Others are definitively weirder—like the so-called diamond planets, forced by their sun’s extreme pressure to crystallize their carbon into diamond. Or like HAT-P-1, labeled “puffy planets” for being as large as gas giants but so light that could float in water. But the catalog includes twin planets of the Earth as well, like Gliese 581 d, about eight times the Earth’s mass, with an atmosphere and conditions for liquid water to exist on its surface.
Yet nothing had prepared the astronomers to the physical absurdity of Kepler-10c, 2.3 times 2.3 times the size of Earth and 17 times more massive. Rocky planets this mass were considered impossible to form, period.
The discovery of exoplanets became an extremely popular area in astronomy, at least since Kepler, the NASA’s planet-hunting space telescope mission has been put in operation.

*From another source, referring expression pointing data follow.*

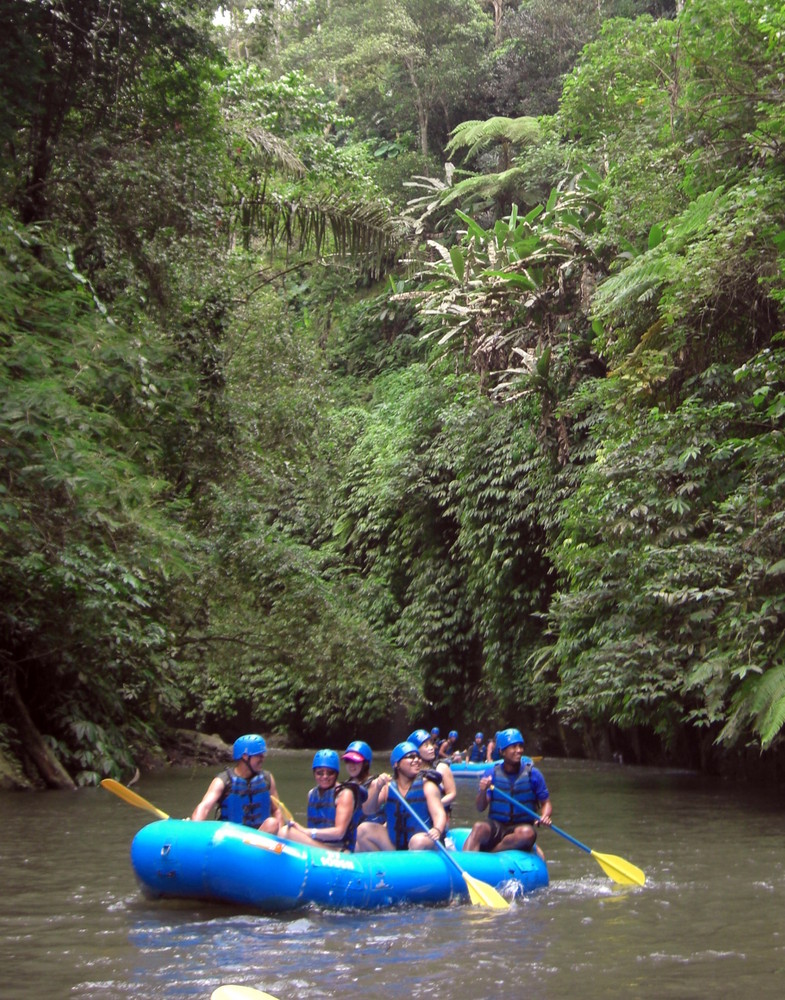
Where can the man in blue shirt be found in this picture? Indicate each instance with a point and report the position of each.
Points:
(509, 827)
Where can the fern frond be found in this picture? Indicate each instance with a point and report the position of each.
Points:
(486, 185)
(476, 135)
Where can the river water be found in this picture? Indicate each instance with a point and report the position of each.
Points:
(708, 924)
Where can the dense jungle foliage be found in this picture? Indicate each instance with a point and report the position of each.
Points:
(366, 364)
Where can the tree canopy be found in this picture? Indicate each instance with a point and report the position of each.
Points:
(279, 455)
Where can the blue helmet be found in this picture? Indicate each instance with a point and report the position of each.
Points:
(401, 750)
(507, 737)
(250, 744)
(358, 748)
(326, 758)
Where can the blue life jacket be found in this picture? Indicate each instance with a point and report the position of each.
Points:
(245, 801)
(401, 826)
(519, 786)
(321, 812)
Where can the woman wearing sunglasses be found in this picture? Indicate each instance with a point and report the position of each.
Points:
(334, 810)
(402, 832)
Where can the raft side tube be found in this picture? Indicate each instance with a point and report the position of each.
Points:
(230, 863)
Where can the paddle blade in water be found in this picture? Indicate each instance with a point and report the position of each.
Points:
(131, 797)
(483, 894)
(240, 993)
(619, 870)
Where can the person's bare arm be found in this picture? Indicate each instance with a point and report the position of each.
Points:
(211, 799)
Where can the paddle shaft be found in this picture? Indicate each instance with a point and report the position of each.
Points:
(421, 821)
(533, 814)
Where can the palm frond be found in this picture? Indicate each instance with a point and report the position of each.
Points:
(334, 224)
(276, 151)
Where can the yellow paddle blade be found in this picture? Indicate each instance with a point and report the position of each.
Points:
(482, 894)
(131, 797)
(619, 870)
(240, 993)
(286, 814)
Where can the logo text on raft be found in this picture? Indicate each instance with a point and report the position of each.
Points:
(336, 861)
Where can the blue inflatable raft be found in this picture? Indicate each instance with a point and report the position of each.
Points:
(229, 863)
(469, 771)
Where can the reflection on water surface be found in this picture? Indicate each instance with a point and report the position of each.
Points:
(707, 924)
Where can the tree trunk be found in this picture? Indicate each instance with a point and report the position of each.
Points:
(47, 765)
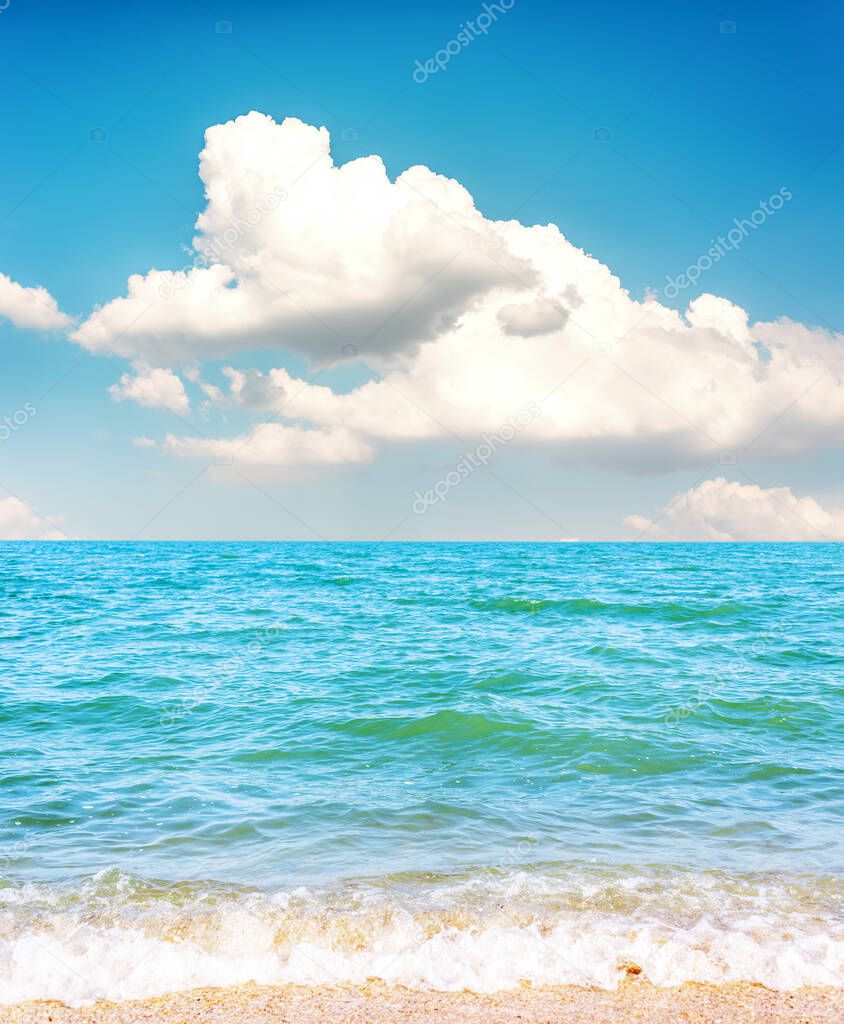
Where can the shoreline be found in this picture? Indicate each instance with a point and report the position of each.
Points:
(634, 1000)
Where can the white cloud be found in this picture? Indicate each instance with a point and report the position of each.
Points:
(30, 307)
(277, 445)
(152, 387)
(722, 510)
(466, 320)
(19, 522)
(295, 251)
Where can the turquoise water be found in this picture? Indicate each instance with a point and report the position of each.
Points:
(261, 757)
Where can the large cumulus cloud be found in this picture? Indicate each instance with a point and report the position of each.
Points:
(462, 321)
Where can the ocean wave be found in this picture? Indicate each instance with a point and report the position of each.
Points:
(119, 937)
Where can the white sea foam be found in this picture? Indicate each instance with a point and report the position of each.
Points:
(479, 934)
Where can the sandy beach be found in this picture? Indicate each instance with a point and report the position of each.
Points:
(634, 1001)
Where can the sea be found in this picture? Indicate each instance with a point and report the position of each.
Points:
(448, 766)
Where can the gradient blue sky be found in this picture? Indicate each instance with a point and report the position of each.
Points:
(705, 123)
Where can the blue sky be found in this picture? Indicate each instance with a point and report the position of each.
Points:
(704, 123)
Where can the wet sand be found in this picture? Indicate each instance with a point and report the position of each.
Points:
(634, 1003)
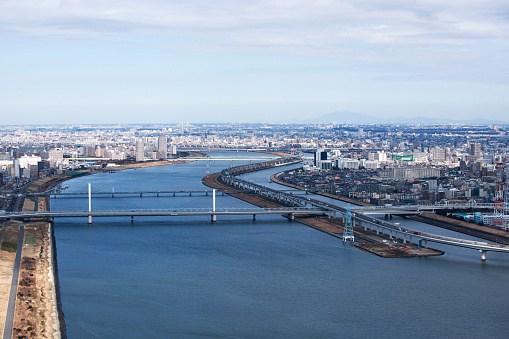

So far, about 1106 planetary systems, 1786 planets and 460 multiple planet systems have been identified. Some of them are of familiar shape and characteristics—such as small rocky objects like the inner planets of the Solar System, gas giants like Jupiter, and ice giants like Neptune.
“We thought that old stars don’t have enough solid material yet to form many rocky planets and hence habitable rocky planets around older stars would be scarce. Probably we were wrong about that. When we are thinking about searching for habitable planets, we shouldn’t discount the very old stars,” (Astronomer Dimitar Sasselov, director of the Harvard Origins of Life Initiative, to Discovery News, 2 June 2014).
FUTURE IMPLICATIONS
Bizarre things about the mega-earth don’t stop at its mass. The star this monster is orbiting is very old—at least 11 billion years located about 560 light years from Earth in the Draco constellation. How a star that old could put together all heavy elements necessary to form such a massive planet is just another of the unsolved mysteries astrophysicists faces. Odds are, there’s far more looming in the depth of the universe. What’s more important, this discovery changes once again our expectations about what planetary systems are, and open up new possibilities about alien life. It may be more abundant that we originally thought—and so are the imaginable combinations of star systems in our galaxy.